[LeetCode] 70. Climbing Stairs

Table of Contents

Description

You are climbing a staircase. It takes n steps to reach the top.

Each time you can either climb 1 or 2 steps. In how many distinct ways can you climb to the top?

Example 1:
Input: n = 2
Output: 2
Explanation: There are two ways to climb to the top.
1. 1 step + 1 step
2. 2 steps

Example 2:
Input: n = 3
Output: 3
Explanation: There are three ways to climb to the top.
1. 1 step + 1 step + 1 step
2. 1 step + 2 steps
3. 2 steps + 1 step

Approach

We can use a dynamic programming approach. The key observation is that to reach the i-th step, you could have come from either the (i-1)-th step (by taking a single step) or the (i-2)-th step (by taking a double step).

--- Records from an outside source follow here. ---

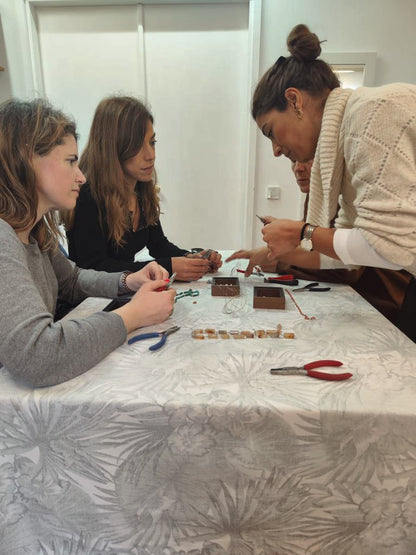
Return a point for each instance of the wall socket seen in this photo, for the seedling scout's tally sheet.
(273, 192)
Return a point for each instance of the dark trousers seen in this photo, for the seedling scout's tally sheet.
(407, 315)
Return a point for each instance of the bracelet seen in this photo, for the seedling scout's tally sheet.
(303, 231)
(122, 284)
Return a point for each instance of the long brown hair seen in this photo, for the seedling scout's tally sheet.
(117, 134)
(300, 70)
(28, 129)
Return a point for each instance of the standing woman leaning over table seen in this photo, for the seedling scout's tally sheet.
(39, 175)
(117, 213)
(364, 147)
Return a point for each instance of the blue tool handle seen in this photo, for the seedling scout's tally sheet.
(142, 336)
(159, 343)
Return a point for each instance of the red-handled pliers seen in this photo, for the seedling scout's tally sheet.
(307, 370)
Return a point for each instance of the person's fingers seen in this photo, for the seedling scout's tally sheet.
(238, 254)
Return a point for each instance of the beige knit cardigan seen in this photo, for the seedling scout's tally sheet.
(365, 161)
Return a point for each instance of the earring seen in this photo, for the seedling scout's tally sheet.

Therefore, the number of ways to reach the i-th step can be expressed as: $\text{ways}(i) = \text{ways}(i-1) + \text{ways}(i-2)$

Solution

/**
 * @param {number} n
 * @return {number}
 */
var climbStairs = function (n) {
  // numWaysToClimb[i] stores the number of ways to climb 'i' steps.
  // Base cases: 0 steps (placeholder), 1 step (1 way), 2 steps (2 ways).
  // numWaysToClimb[1]: 1 way to climb 1 step (take one 1-step).
  // numWaysToClimb[2]: 2 ways to climb 2 steps (take two 1-steps: 1+1, or take one 2-step: 2).
  const numWaysToClimb = [0, 1, 2];

  // For each step 'i', the ways to reach it are the sum of ways to reach (i-1) and (i-2).
  for (let i = numWaysToClimb.length; i <= n; i++) {
    numWaysToClimb[i] = numWaysToClimb[i - 1] + numWaysToClimb[i - 2];
  }

  return numWaysToClimb[n];
};

Complexity Analysis

Time Complexity

The time complexity is $O(n)$ because we use a single loop that iterates up to n, calculating the number of ways to climb each step.

Space Complexity

The space complexity is $O(n)$ due to the array numWaysToClimb that stores the number of ways to climb each step up to n.